A table with millions of records, one of them a long text field was taking up too much space, especially that it is on a solid state drive (Expensive and small), so i decided it was not done correctly
The data in the text field was a page, there was no need to search the page, and the data is only needed when we know the row, so i decided the text should be compressed
The PHP site could compress the data before storing it, and decompress it when displaying it, surely there is overhead in compression and decompression, but since we are not talking about millions of hits a day, it should not be a big problem
to begin with, there were 2 candidate functions to do the mission
gzdeflate – gzinflate
bzcompress – bzdecompress
So, i chose deflate since it is more efficient (Much faster), and while testing produced results comparable to bz2, infact, the results were almost identical.
I did the testing on the first 9k records
What you need to pay attention to is that the text field should no longer be UTF_GENERAL_xx , the same compressed data when the filed was UTF8 was 80Mb (the first 9000 records), while it was only 50Mb when the data was stored as binary large object.
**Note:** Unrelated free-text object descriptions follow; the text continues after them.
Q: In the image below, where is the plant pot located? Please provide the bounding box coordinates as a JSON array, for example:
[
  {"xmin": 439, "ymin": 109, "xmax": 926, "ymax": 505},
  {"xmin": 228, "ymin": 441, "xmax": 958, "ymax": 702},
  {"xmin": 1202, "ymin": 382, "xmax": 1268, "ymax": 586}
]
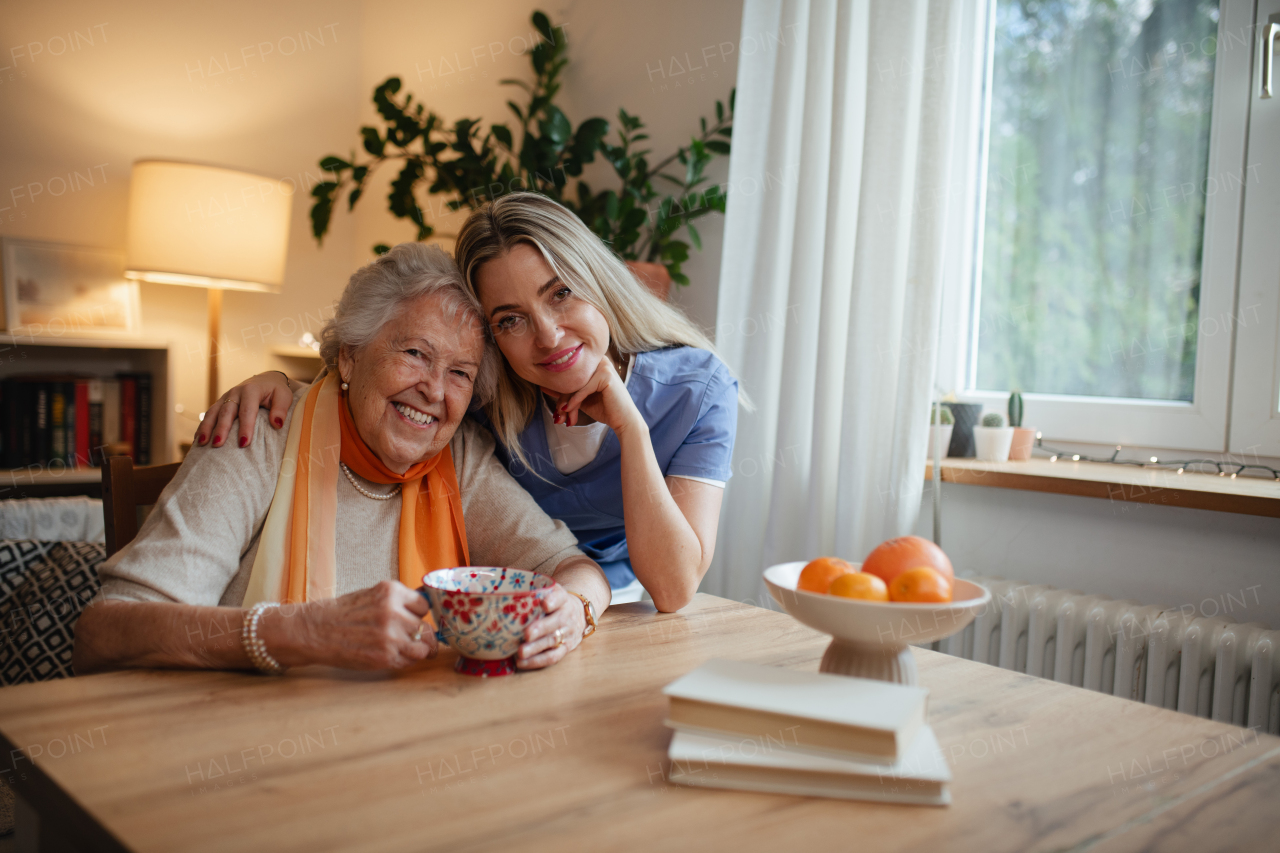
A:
[
  {"xmin": 1008, "ymin": 427, "xmax": 1036, "ymax": 461},
  {"xmin": 973, "ymin": 426, "xmax": 1015, "ymax": 462},
  {"xmin": 946, "ymin": 403, "xmax": 983, "ymax": 458},
  {"xmin": 625, "ymin": 261, "xmax": 672, "ymax": 301},
  {"xmin": 926, "ymin": 424, "xmax": 953, "ymax": 461}
]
Here are the results of storing the first 9k records
Plain text in UTF8 field = 183MB
gzdeflate in UTF8 field = 80MB
gzdeflate in BLOB field (The right way to do it) = 50MB
Once i knew what i was supposed to do, the data ended taking up 1/4 of the space it required in plain text.
You may ask why 1/4 when the database compresses to 10% of the size when we have a SQLDUMP file, the truth is, every field of every row is compressed alone, if we compressed all the fields into one gz string, we would have got the 1/10 but since we can only compress field by field, 1/4 sounds good to me.
Enjoy